Not at all. A substantial portion of HIV positive children and adults suffer heart attacks and strokes. HIV appears to affect small blood vessels in the heart and the brain, rendering them vulnerable to spasm, blood clots, and early atherosclerosis. The small arteries of a two-year-old child with AIDS often resemble those of a fifty-year-old man. It appears that in HIV infection, apoptosis—the same condition mentioned above in regard to dementia—injures the cells that line the small blood vessels of the heart. This same injury occurs in HIV negative people with atherosclerosis, where its origin is thought to be certain infections of the blood-vessel wall. Thus, the discovery of the means to block the apoptotic process may not only benefit those with AIDS, but everyone.

9. One hears a lot about “AIDS activism.” Has it helped anyone besides AIDS patients?

Definitely yes. AIDS advocates have focused national attention on the high cost of new drugs and on the traditionally slow and cumbersome way in which drug development is regulated by federal agencies. The Food and Drug Administration has responded constructively to the urging of AIDS advocates and has instituted “fast track” procedures to review new treatments for all life-threatening conditions. Fast tracking has already been applied in the approval of drugs for treating Alzheimer’s, AIDS, and other diseases, including cancer.

10. What about costs? Should we compare the costs of different diseases? How cost-effective are AIDS treatments?

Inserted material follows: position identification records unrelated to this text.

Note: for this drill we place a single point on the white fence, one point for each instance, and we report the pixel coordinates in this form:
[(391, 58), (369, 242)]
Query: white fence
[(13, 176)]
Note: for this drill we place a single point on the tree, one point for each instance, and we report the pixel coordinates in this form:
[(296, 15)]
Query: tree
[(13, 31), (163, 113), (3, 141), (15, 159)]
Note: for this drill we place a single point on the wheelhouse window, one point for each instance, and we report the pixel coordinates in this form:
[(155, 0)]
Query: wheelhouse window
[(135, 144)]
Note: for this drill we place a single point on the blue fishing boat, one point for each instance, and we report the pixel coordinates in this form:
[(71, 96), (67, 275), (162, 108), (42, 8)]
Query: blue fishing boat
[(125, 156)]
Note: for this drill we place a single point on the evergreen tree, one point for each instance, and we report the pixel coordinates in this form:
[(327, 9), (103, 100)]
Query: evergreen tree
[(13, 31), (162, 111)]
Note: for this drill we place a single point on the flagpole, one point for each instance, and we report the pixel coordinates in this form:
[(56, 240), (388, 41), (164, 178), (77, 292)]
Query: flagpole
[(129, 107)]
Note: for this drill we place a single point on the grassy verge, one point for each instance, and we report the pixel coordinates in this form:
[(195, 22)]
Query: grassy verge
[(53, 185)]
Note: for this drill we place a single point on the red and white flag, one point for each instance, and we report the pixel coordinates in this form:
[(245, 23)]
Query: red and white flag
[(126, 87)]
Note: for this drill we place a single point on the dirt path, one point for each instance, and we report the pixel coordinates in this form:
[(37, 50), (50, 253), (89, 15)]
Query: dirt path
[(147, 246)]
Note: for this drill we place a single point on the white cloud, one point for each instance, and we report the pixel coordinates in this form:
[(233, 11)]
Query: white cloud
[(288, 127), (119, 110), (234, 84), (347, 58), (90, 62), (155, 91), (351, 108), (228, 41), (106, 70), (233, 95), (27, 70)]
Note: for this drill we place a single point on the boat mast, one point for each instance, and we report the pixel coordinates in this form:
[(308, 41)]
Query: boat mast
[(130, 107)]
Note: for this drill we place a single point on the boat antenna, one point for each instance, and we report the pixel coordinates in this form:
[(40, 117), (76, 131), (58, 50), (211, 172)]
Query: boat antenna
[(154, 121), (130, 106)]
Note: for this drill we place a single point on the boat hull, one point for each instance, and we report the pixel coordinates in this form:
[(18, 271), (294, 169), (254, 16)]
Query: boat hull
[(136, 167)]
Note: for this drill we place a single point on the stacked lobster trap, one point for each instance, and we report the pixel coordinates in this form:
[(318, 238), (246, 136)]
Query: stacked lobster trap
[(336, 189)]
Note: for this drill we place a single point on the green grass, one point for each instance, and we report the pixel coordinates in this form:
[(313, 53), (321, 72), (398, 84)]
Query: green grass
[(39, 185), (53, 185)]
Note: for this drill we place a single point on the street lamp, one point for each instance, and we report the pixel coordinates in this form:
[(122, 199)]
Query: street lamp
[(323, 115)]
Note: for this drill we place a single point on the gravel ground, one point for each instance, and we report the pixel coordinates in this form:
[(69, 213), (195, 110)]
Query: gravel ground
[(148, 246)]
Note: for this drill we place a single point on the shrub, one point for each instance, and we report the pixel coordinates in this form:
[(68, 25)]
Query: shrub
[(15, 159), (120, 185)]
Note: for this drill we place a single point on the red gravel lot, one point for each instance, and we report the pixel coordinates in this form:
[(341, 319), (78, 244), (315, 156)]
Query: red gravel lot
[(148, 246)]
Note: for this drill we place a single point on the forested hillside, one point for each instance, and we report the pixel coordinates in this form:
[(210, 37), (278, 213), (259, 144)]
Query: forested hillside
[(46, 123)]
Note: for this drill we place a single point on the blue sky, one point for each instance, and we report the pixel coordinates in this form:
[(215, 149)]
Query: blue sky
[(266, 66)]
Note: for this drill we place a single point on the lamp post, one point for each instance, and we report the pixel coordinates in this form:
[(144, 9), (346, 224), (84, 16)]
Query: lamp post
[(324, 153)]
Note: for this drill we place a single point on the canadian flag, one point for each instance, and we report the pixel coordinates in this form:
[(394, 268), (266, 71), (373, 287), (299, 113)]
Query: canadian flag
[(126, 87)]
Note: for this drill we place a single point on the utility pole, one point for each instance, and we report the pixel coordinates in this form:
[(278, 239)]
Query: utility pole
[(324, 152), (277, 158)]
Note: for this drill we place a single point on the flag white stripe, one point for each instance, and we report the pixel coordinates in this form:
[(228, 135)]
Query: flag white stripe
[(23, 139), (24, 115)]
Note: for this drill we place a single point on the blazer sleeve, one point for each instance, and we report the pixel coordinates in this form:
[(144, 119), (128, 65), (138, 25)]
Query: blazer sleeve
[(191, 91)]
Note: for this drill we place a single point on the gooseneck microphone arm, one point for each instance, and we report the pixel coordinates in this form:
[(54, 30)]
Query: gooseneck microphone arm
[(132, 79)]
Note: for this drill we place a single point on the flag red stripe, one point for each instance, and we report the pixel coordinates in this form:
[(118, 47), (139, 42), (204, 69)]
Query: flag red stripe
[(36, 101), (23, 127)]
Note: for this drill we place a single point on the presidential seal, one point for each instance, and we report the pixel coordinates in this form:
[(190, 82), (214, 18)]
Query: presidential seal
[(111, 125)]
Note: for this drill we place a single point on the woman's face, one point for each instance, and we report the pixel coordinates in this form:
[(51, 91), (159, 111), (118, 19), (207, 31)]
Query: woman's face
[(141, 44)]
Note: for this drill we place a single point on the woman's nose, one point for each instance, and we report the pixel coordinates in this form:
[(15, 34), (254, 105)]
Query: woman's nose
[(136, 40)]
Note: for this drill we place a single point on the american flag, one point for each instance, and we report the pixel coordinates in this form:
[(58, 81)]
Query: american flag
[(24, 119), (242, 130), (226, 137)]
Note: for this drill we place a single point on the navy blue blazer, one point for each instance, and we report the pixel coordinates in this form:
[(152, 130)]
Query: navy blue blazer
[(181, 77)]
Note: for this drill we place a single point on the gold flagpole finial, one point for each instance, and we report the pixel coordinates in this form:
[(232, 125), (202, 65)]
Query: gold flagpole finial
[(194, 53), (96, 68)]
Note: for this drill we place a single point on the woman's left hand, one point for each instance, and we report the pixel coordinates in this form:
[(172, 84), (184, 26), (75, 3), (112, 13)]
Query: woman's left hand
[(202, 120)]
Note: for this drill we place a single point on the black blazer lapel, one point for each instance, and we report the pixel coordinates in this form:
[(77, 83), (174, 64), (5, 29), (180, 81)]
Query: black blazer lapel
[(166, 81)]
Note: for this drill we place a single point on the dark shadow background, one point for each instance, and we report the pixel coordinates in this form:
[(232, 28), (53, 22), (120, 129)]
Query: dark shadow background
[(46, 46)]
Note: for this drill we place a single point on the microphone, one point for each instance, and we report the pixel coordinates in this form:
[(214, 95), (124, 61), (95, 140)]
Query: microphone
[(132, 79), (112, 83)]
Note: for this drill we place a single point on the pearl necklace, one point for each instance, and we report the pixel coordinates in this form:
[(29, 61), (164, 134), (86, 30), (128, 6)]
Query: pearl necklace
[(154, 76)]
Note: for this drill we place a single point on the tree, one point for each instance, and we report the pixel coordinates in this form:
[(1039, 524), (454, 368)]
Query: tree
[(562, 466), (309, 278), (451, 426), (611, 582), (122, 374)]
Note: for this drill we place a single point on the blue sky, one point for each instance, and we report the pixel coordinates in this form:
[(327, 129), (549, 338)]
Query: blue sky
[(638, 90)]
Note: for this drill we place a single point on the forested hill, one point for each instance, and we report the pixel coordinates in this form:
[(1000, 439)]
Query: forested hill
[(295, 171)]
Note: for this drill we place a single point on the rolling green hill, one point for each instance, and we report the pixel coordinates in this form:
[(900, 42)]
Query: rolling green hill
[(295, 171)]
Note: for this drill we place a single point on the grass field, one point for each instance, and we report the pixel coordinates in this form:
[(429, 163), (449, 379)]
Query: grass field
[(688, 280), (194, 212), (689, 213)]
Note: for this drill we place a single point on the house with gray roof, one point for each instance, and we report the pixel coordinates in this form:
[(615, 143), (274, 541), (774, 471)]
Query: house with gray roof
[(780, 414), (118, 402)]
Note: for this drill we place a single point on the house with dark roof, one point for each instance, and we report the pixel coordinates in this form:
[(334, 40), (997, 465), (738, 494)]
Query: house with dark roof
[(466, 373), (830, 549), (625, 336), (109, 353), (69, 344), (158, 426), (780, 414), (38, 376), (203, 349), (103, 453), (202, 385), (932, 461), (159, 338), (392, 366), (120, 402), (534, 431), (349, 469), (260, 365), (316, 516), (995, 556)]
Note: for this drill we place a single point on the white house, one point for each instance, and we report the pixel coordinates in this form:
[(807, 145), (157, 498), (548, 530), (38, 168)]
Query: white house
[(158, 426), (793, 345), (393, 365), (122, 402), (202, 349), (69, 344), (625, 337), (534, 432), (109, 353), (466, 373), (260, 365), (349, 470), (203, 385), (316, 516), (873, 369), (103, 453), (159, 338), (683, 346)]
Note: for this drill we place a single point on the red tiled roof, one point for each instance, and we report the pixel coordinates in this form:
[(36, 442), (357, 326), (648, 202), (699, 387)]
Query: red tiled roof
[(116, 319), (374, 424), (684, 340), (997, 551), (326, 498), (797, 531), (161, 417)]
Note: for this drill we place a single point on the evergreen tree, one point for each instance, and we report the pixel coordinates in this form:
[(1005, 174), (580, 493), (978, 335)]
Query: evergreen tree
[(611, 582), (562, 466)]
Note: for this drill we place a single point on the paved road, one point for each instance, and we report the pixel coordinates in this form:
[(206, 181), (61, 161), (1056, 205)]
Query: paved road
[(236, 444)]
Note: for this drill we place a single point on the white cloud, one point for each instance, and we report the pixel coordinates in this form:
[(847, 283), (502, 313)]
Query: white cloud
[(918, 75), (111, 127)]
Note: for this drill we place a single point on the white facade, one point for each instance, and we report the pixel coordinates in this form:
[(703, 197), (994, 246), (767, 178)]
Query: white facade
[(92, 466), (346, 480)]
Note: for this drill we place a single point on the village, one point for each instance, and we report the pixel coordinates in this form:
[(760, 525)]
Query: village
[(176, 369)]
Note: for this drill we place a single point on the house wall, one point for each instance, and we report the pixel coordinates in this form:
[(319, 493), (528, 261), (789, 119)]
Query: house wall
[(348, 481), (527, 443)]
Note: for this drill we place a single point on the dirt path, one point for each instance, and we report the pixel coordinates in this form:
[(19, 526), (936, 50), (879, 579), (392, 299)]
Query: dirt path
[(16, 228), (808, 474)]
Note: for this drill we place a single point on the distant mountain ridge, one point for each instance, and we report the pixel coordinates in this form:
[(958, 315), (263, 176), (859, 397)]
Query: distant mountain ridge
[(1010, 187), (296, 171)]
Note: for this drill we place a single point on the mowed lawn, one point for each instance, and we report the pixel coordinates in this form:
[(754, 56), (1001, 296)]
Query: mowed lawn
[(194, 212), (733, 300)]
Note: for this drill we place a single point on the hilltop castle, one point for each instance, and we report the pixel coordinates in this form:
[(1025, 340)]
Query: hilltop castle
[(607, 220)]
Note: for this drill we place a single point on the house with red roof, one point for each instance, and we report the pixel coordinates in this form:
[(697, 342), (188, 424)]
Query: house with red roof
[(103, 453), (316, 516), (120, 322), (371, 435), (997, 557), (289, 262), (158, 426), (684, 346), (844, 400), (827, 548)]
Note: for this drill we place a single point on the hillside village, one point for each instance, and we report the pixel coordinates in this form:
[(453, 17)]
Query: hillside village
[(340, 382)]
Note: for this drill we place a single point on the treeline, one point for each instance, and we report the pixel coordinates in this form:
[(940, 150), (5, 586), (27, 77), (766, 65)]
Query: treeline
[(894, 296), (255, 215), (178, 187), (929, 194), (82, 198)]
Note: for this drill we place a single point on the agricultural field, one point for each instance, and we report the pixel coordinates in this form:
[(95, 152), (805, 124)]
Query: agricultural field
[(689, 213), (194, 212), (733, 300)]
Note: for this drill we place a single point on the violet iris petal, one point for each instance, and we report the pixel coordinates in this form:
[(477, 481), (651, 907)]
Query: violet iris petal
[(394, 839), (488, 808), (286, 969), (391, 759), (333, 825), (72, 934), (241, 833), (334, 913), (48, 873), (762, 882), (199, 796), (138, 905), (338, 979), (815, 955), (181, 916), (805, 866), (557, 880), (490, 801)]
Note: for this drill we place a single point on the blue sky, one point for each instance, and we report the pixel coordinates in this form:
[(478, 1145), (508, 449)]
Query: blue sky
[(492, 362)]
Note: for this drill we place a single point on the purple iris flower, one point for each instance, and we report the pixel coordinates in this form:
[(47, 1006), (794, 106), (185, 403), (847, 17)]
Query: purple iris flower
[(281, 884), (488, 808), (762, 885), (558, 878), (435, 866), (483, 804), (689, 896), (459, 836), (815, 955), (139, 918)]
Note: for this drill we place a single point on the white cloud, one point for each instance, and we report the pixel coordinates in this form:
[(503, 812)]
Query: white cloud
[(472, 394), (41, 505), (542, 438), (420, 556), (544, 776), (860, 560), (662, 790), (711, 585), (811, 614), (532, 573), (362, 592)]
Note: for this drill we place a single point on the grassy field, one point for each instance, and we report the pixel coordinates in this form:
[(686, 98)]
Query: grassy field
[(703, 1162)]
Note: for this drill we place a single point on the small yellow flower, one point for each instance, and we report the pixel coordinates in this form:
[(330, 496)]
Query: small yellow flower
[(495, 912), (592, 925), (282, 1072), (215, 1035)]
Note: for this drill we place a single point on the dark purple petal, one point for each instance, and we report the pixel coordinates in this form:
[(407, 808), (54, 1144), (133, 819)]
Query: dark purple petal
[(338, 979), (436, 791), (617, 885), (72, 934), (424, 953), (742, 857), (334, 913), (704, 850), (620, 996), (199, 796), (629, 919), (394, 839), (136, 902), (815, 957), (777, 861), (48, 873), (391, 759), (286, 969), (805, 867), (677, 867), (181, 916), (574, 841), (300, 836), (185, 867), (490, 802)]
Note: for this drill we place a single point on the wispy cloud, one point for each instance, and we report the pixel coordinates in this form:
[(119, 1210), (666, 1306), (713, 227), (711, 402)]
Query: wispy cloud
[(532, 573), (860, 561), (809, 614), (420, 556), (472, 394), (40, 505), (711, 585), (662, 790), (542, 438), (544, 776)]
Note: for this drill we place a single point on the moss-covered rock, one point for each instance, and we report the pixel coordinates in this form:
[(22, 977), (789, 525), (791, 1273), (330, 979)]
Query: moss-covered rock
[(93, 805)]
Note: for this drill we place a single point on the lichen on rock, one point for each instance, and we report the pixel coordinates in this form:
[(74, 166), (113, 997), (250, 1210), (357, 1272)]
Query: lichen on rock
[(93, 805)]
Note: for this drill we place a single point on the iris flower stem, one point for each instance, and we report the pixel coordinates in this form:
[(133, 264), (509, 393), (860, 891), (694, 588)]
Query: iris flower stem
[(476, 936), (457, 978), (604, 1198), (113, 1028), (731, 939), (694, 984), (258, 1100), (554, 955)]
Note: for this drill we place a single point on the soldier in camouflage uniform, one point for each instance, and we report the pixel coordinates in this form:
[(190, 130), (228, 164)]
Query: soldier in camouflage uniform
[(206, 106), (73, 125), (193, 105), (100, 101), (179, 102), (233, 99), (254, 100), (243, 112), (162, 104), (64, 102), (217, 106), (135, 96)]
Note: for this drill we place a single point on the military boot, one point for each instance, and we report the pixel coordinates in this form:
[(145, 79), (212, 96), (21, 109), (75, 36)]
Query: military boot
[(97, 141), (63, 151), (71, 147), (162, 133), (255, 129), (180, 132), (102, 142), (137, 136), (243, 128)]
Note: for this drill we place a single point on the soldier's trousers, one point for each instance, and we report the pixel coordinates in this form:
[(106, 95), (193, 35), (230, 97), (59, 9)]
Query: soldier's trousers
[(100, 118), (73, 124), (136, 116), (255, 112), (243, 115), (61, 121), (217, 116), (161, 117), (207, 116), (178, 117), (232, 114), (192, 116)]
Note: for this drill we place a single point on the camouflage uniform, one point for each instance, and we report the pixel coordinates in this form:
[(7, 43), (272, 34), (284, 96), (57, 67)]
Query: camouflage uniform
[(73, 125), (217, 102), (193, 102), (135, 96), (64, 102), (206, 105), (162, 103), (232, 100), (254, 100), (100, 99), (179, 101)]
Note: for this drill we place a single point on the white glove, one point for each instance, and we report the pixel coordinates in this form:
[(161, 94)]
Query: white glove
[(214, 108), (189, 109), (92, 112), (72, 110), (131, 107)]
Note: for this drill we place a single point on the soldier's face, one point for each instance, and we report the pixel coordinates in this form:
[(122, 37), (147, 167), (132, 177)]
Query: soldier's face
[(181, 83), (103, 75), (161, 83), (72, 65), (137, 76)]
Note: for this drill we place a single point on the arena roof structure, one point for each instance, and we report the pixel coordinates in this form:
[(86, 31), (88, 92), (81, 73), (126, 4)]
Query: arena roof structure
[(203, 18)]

If one simply counts deaths, then the number of people dying annually from either cancer or heart disease surpasses those dying from HIV disease. But statistics show that most of those dying from cancer or heart disease are much older than the average person dying from AIDS. In terms of years of productive life lost (in other words, when death occurs before age 65), AIDS is a much bigger threat and a much larger economic burden on society as a whole. As one standard by which the cost-effectiveness of treatments can be measured, medical economists use $50,000, the cost each year of a life saved by kidney dialysis. Using this standard, the antiviral treatment of HIV/AIDS is an economical investment in life. It also compares well with some generally accepted interventions, such as heart surgery (e.g., coronary artery bypass) and blood screening for prostate cancer, each of which costs about $113,000 per year of life saved.

In summary, HIV disease and AIDS need not—and must not—be viewed as distinct from other diseases. Education and “safer sex” messages, together with efforts to promote the treatment of substance abuse, will help to control current epidemics of sexually transmitted diseases and injection drug use. Basic and clinical research in AIDS, a disease for which the cause is known, is providing insights into immune, infectious, and cancerous diseases, their causes, and their treatments. Programs in immune system restoration, better diagnostic methods such as PCR, newer prophylactic antibiotics and drugs, and new therapies for infectious diseases and cancer—all developed in the course of AIDS research—are having a major impact on countless lives.